Thanks to my friend Ellen Harvey of Harness Racing Communications, a project of the US Trotting Association, for reminding me of a great parable that is so symbolic of the renewal and reflection that should mark our days over this holiday break.

Ellen occasionally drives out to the New Holland (Pennsylvania) horse sale where she methodically buys a few youngish Standardbreds. She and a few investors fund rehab and retraining on a couple of ex-racehorses a year until they are ready to go to homes as pleasure horses. When one is placed in a home, they go get another.

Ellen's efforts save the equivalent of a very small drop in the bound-for-slaughter bucket.

She calls her project "Starfish Stable" and there's a good story behind the name.

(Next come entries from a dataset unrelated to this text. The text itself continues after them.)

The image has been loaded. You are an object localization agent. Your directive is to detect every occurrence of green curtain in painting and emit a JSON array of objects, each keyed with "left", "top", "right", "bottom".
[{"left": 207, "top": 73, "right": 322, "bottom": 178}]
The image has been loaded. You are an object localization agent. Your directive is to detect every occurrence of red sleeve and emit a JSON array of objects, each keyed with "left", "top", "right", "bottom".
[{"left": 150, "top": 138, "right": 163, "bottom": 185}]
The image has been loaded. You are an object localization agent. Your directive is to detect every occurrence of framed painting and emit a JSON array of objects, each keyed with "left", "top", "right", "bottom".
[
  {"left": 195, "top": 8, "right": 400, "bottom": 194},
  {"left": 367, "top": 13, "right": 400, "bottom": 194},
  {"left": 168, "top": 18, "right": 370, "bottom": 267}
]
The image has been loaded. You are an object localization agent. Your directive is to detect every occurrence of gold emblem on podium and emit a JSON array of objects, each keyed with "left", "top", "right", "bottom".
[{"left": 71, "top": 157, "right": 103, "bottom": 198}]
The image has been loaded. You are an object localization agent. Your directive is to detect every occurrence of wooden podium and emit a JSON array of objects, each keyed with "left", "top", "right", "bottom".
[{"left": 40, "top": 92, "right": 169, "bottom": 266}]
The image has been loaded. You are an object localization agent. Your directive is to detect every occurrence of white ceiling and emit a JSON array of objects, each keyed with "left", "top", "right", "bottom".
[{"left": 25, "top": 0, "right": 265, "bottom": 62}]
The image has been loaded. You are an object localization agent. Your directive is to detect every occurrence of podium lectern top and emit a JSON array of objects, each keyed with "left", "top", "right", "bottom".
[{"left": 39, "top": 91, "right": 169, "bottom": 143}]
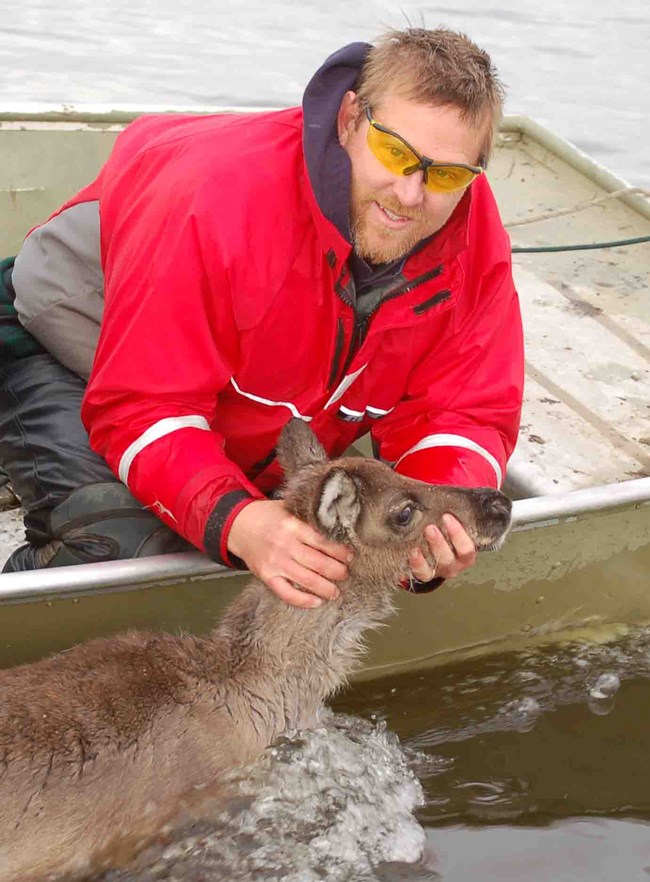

No one knows the source of the starfish metaphor. It is attributed to the late anthropologist Loren Eisley, but even he admits that he is just retelling a story told to him. And here it is:

The Starfish Story
as told by Loren Eiseley

A young man was picking up objects off the beach and tossing them out into the sea. A second man approached him, and saw that the objects were starfish.

'Why in the world are you throwing starfish into the water?'

'If the starfish are still on the beach when the tide goes out and the sun rises high in the sky, they will die,' replied the young man.

'That's ridiculous. There are thousands of miles of beach and millions of starfish. You can't really believe that what you're doing could possibly make a difference!'

The young man picked up another starfish, paused thoughtfully, and remarked as he tossed it out into the waves, 'It makes a difference to this one.'


Sometimes starfish have four hooves and a mane and a tail. Starfish aren't just at the killer auctions. They abound in the hoof world, and they are all around us.

They're the foundered horses you brought home when the owners gave up. They're alive and well in those bills that you "forgot" to send out, or the ones where you dropped a zero off the total. There are starfish among the kids you let follow you around. That 28-year-old Cushings horse with laminitis who can now trot in his new booties proves that you're never too old to be a starfish.

Maybe we can't save all the foundered horses in the world, or prevent every racehorse from breaking down or fund all the research that needs to be done. But each of us can--and, I believe, based on what I see, does--help make a difference by helping out a few starfish now and then.

Looking down this long, long beach, I hear splashes, all year long.

Merry Christmas to all the lucky starfish in the sea and to all of you. Cheers!